The point to keep in mind is that any oil conservation program will do two things. First, it will reduce our ratio of oil consumption to Gross Domestic Product (GDP, the total value of goods and services produced each year). Second, oil conservation will reduce GDP. The reason it will reduce GDP is that we will have to substitute other factors of production, including labor, capital, and more costly forms of energy, in order to conserve on oil.
I have received emails suggesting that the United States should aim for a 10 percent reduction in its energy consumption, because this would cause a significant drop in the price of oil. But how much would this reduce our GDP? Perhaps by as much as 10 percent. Even if it only were to reduce our GDP by 5 percent, that would be $500 billion. If your goal is to change the foreign policy of Saudi Arabia, my guess is that there are ways of doing so that would cost less than $500 billion.

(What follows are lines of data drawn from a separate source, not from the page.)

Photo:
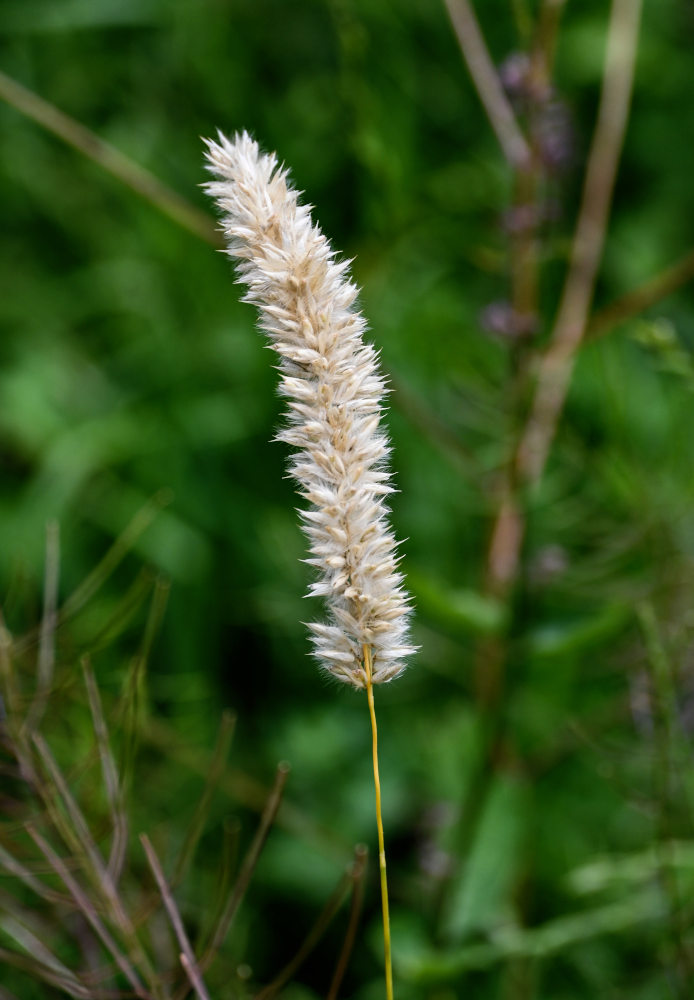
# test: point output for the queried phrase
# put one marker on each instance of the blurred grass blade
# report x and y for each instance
(312, 938)
(76, 833)
(248, 866)
(49, 621)
(8, 677)
(21, 872)
(119, 817)
(358, 874)
(112, 160)
(133, 707)
(45, 960)
(86, 907)
(120, 548)
(187, 956)
(217, 766)
(230, 850)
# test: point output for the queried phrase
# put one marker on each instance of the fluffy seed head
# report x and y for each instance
(334, 393)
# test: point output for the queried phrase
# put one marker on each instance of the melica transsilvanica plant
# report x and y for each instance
(335, 393)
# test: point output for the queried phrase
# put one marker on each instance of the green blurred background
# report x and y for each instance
(129, 367)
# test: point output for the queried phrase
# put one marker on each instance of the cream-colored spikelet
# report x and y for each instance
(335, 394)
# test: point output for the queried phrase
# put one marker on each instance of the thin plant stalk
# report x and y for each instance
(368, 667)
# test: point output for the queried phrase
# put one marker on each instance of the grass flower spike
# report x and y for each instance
(335, 393)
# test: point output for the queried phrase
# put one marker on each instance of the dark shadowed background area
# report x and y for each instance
(536, 756)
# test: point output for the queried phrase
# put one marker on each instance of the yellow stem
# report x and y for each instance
(368, 670)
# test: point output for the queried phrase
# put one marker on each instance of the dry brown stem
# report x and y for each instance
(487, 83)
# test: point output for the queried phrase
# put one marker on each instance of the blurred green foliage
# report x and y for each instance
(129, 370)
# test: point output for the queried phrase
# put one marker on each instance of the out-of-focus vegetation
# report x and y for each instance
(540, 835)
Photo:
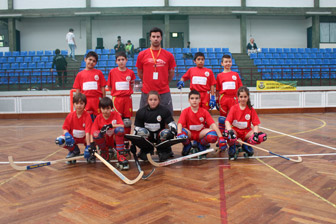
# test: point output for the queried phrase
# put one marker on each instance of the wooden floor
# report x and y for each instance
(263, 189)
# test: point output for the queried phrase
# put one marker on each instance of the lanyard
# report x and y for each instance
(157, 56)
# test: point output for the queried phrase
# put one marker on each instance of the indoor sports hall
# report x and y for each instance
(291, 75)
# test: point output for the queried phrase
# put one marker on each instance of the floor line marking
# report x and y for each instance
(211, 158)
(297, 183)
(301, 139)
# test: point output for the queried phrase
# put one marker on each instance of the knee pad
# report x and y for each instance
(262, 137)
(127, 122)
(119, 131)
(211, 137)
(143, 132)
(166, 134)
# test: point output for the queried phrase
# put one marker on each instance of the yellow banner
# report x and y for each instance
(276, 85)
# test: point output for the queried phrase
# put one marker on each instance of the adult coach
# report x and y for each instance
(156, 69)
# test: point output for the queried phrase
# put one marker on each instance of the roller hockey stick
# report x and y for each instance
(37, 165)
(137, 163)
(172, 161)
(116, 172)
(298, 160)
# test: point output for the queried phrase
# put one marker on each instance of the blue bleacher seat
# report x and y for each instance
(286, 50)
(44, 59)
(11, 59)
(103, 57)
(40, 65)
(177, 50)
(264, 50)
(186, 50)
(19, 59)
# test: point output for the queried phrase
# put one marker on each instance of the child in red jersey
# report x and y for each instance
(107, 126)
(76, 127)
(201, 79)
(92, 83)
(120, 82)
(238, 124)
(228, 82)
(192, 123)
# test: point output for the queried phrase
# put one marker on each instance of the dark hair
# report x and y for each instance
(92, 54)
(247, 91)
(194, 92)
(78, 97)
(105, 102)
(198, 54)
(226, 56)
(154, 30)
(121, 54)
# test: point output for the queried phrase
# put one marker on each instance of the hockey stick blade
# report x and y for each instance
(298, 160)
(116, 172)
(172, 161)
(37, 165)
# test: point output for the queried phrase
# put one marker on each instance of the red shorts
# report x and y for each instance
(123, 105)
(205, 99)
(226, 102)
(92, 105)
(241, 133)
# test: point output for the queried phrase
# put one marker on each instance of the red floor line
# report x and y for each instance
(223, 211)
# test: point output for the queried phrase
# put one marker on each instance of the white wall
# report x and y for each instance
(109, 28)
(280, 3)
(49, 33)
(4, 4)
(204, 3)
(327, 3)
(279, 32)
(48, 4)
(215, 32)
(126, 3)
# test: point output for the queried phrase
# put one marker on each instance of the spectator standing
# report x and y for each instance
(70, 38)
(156, 69)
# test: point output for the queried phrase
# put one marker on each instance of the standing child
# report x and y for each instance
(107, 126)
(228, 82)
(120, 82)
(192, 123)
(76, 127)
(150, 122)
(238, 124)
(201, 79)
(91, 82)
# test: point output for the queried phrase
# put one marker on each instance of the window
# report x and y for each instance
(328, 32)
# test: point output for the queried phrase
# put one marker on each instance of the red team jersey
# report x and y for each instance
(90, 82)
(195, 122)
(164, 63)
(100, 121)
(201, 79)
(242, 119)
(120, 82)
(228, 83)
(78, 127)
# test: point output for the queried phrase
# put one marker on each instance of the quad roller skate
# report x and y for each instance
(248, 151)
(122, 161)
(73, 153)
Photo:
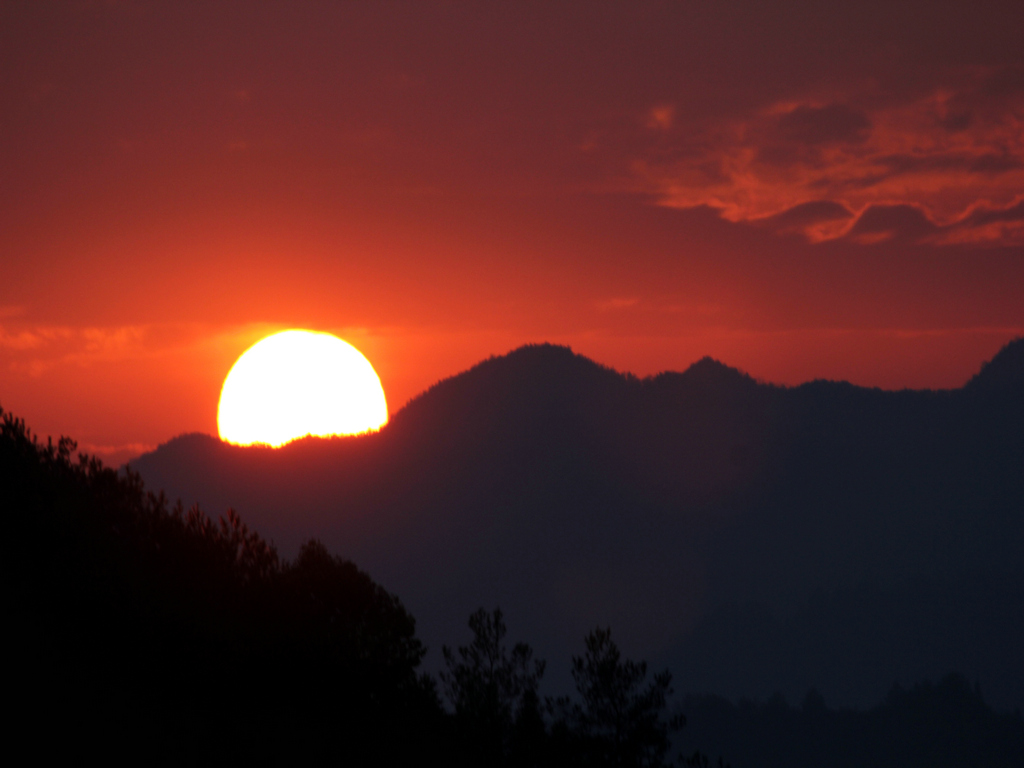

The reality is that energy conservation is a feeble tool for foreign policy. Significant conservation could be very costly to our own country. It might have only a small effect on Saudi oil revenue. It is not at all clear that a drop in Saudi oil revenue would bring about favorable changes in their policies toward terrorism
Read the whole thing. The politico-economics of oil is a very complex matter. I might also add to Kling’s excellent work that it’s falicy to increase domestic oil production (perticularly if subsidies are involved) to reduce “dependence” on foreign oil. If we are going to be using up the world’s oil reserves, doesn’t it make more sense to be using up their’s than our’s?